Por sua vez, um dos principais líderes e diretor estadual do MST, José de Oliveira, foi curto em sua fala: “A gente percebe agora um novo momento, com essa nova direção do Incra. É assim que se faz a reforma agrária”, disse antes de ser retirar, pois havia acabado de receber a notícia do falecimento de Egídio Brunetto, fato que anunciou ao grupo.

Celso Cestari disse estar pronto para retomar as ações de desenvolvimento do Incra. “Sofremos recentemente uma série de críticas, sobre diversas acusações, mas vamos recuperar o tempo perdido e fazer com que as ações, como as que já desenvolvemos em outra oportunidade à frente do Incra sejam retomadas”, justificando que “montei as regionais de Corumbá, Jardim e Dourados com técnicos exclusivamente da casa, pois eles sabem exatamente o que precisa ser feito e conhecem os problemas a fundo”.

Antes de encerrar sua participação, Cestari disse ter a certeza que “como já aconteceu, tenho convicção que mais dois municípios serão criados, dentro das bases que criamos.

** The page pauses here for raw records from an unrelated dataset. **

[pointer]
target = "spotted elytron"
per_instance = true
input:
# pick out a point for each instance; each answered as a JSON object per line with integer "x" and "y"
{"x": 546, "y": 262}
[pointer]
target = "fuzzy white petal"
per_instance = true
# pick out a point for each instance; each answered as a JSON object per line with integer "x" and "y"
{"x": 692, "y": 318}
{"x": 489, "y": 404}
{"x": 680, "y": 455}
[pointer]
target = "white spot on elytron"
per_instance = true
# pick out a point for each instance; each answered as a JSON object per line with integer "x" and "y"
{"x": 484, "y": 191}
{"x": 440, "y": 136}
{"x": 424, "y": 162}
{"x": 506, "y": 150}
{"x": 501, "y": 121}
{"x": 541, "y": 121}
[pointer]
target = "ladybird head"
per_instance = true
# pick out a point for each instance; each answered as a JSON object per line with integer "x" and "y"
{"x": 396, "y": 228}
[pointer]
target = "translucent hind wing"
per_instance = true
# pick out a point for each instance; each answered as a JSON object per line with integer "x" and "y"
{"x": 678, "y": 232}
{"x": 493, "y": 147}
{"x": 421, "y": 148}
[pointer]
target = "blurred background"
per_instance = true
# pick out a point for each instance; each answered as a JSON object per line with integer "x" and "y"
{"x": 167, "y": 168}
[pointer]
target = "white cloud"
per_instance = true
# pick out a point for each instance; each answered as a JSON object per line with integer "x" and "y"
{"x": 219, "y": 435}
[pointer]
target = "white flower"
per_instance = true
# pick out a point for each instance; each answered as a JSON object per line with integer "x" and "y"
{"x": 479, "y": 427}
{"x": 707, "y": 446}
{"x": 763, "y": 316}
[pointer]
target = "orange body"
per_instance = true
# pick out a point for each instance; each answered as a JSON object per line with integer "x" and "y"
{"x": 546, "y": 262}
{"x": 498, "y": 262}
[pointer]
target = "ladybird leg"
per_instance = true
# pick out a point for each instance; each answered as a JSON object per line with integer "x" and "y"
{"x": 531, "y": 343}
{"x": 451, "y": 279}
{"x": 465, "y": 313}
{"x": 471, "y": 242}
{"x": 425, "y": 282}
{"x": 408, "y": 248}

Com certeza Casa Verde e Itamarati serão transformados em municípios, demonstrando que quando o trabalho é sério, a tendência é crescer e consolidar nossos projetos”, arescentando que "queremos inserir esse programa que implantamos num programa maior de desenvolvimento no Mato Grosso do Sul. Precisamos mudar esse quadro, pois o MS é o estado com a maior concentração latifundiária no Brasil".

Ao final, Argemiro agradeceu a participação de todos os grupos ao Incra, garantindo que “nossa melhor resposta a este apoio e à confiança que estamos recebendo é desenvolver um trabalho justo e sério, levando a todos os movimentos sociais o que lhes é de direito”, finalizou.